Brewtown Politico

Carrying a little stick and speaking loudly in Milwaukee


Wisconsin Gov. Jim Doyle has proposed a series of election reforms following reports of voting irregularities after the 2004 election. The list of reforms follows:

  • An early voting option for all eligible voters;
  • Mandatory training for all poll workers;
  • An extensive outreach campaign to recruit more poll workers;
  • Mandatory training for all special registration deputies;
  • Prohibit voter drives from paying individuals on a per voter or quota system;
  • Uniform voter registration cards;
  • Allow eligible voters to register to vote when applying for or renewing a driver's license;
  • Require municipalities to develop Election Day plans designed to meet a 30-minute maximum waiting time at the polls;
  • Allow access to voter birth date information again to allow for better oversight, but prohibit the use or sale of such information for commercial purposes or the display of such information on the Internet;
  • Statewide, uniform poll hours;
  • Require a map to be displayed at every polling location, directing voters to their proper voting wards;
  • Merge the State Elections and Ethics Boards into a single independent agency; and
  • Require state legislative districts to be drawn by the non-partisan Legislative Reference Bureau, in order to ensure more competitive races.
These are all good ideas, many of them probably overdue.
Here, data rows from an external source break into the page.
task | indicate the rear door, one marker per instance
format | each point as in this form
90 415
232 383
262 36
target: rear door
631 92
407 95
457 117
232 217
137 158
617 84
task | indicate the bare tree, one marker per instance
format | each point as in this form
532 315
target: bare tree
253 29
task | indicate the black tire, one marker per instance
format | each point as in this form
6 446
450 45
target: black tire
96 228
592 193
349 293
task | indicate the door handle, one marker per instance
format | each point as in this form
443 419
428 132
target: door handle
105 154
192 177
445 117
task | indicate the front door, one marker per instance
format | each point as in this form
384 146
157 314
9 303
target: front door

Hopefully, the Republican controlled legislature will have the good sense to pass a bill with these provisions in them, and send it on for the governor's signature.
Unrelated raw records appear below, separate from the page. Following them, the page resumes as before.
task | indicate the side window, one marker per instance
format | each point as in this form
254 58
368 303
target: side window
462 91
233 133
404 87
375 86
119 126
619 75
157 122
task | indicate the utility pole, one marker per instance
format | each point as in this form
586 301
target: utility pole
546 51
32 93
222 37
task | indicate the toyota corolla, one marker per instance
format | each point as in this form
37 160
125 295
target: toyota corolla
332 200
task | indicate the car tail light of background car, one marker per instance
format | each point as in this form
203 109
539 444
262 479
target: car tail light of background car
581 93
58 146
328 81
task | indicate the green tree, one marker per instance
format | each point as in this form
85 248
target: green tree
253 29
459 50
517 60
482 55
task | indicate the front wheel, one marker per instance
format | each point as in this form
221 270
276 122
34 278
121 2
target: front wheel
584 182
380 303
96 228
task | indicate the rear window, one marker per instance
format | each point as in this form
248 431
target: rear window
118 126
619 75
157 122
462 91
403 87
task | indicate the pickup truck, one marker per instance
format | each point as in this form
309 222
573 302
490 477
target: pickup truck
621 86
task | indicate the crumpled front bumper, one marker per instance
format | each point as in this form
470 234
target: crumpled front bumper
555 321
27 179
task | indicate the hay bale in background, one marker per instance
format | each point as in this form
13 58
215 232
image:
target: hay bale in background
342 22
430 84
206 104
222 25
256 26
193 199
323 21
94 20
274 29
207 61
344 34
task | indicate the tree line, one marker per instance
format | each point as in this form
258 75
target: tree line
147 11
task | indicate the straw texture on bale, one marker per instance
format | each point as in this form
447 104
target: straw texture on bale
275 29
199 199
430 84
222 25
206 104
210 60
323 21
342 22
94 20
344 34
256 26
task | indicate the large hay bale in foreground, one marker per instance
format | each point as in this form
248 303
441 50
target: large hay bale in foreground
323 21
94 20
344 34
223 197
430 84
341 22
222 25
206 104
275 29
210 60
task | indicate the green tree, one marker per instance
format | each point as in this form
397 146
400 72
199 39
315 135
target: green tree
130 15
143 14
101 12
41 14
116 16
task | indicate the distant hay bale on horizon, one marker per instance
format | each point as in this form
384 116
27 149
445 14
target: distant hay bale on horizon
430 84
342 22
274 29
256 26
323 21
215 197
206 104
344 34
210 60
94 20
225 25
Critics of the plan will cite the fact that a photo ID requirement is not included in the plan. I am sympathetic to the arguments concerning the potential for voting fraud to occur, and agree in principle with the concept of a such a requirement. Therefore, I propose every person registering to vote in the state of Wisconsin be provided with a voter ID card. When I lived in Maryland, everyone got one in the mail when they registered (although it didn't include a photo), and brought it with them when they voted.